As a reading specialist at UNC-Chapel Hill, Mary Willingham met athletes who told her they had never read a book and didn't know what a paragraph was. She said she saw diagnostic tests that showed they were unable to do college-level work.
But many of those athletes stayed eligible to play sports, she said, because the academic support system provided improper help and tolerated plagiarism. When she raised questions or made an objection to what she saw as cheating, she said, she saw no one take her concerns seriously.
Willingham, who still works at the university but not with athletes, said she lodged complaints at least two years before UNC's academic problems erupted into scandal. She channeled some of her frustration into a thesis for her master?s degree, on the corrupting influence of big-money sports on university academics.
But after attending the recent funeral of former UNC system President Bill Friday, a prominent critic of revenue-driven college sports, and seeing that no one within the program was willing to admit that they had been aware of a problem, Willingham decided it was time to go public.
In a series of interviews with The News & Observer, she said there were numerous people in the academic support program who knew that what was going on was wrong, but they looked the other way, helping to protect one of the nation's most storied athletic programs.
Among her assertions:
- The no-show classes that had been offered by the chairman of the Department of African and Afro-American Studies date back at least to the time Willingham began working for the support program in 2003. Commonly known within the program as 'paper classes,?'they were billed as lecture classes, but the classes never met.
Willingham learned of them when she was asked to work with a female athlete on a paper. Willingham said the paper was a 'cut-and-paste' job, but when she raised questions about it, staff members told her not to worry. The student later received a grade of B or better.
- Members of the men?s basketball team took no-show classes until the fall semester of 2009, when the team was assigned a new academic counselor. The new counselor was appalled to learn of the classes, and wanted no part of them. University records show the enrollments stopped that semester for basketball players, while they continued for football players.
- Numerous football and basketball players came to the university with academic histories that showed them incapable of doing college-level work, especially at one of the nation?s top public universities.

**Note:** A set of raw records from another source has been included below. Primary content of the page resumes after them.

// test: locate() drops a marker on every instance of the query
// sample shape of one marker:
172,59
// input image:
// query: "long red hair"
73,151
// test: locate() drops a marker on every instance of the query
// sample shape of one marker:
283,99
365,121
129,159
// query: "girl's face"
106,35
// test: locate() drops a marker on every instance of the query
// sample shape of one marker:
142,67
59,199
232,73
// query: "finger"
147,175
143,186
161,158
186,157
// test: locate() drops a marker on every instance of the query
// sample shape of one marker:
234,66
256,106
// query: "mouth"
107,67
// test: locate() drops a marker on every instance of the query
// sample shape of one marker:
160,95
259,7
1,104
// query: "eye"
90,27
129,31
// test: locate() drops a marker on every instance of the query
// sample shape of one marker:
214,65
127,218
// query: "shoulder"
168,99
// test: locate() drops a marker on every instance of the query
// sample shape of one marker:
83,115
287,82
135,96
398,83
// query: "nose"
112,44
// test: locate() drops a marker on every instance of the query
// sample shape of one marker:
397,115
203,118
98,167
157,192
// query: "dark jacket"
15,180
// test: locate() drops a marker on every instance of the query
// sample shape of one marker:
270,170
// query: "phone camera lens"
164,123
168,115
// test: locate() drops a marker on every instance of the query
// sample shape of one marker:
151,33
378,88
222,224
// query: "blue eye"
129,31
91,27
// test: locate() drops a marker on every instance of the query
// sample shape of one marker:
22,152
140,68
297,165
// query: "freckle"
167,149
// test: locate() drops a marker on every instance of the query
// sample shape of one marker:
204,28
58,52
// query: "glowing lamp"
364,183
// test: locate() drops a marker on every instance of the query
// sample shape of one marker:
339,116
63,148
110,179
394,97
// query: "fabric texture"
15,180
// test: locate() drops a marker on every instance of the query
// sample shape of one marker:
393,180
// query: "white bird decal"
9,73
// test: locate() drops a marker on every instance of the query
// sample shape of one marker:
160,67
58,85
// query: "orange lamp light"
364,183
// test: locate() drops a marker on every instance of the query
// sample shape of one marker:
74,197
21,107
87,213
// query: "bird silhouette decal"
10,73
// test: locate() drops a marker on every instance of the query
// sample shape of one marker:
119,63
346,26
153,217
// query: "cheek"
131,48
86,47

Diagnostic tests administered by the university confirmed their lack of preparedness and also identified learning disabilities that would need extensive remediation to put them on a successful academic path.
Some athletes told Willingham they had never read a book or written a paragraph, but they were placed in no-show classes that required a 20-page paper and came away with grades of B or better.
- Roughly five years ago, Bobbi Owen, the senior associate dean who had oversight of the academic support program, sought to rein in the number of independent studies offered by the African studies department, which by then averaged nearly 200 a year. Independent studies required no class time and often not much more than a term paper; they were popular with football and basketball players.
University records show that the number of independent study enrollments plummeted in the past five years compared with the previous five. Those courses have also been cited for a lack of academic integrity.
Willingham, 51, said most of the athletes in the nonrevenue sports are capable of doing college-level work. But lowered academic standards for the football players and men's basketball players - known as 'special admits' - brought in athletes who lacked the academic ability, while still being expected to devote at least 20 hours a week to their sports.
She called that a dynamic destined to produce cheating. The special admissions go at least as far back as the early 1990s.
"There are serious literacy deficits and they cannot do the course work here," Willingham said. "And if you cannot do the course work here, how do you stay eligible? You stay eligible by some department, some professor, somebody who gives you a break. That's everywhere across the country. Here it happened with paper classes. There's no question."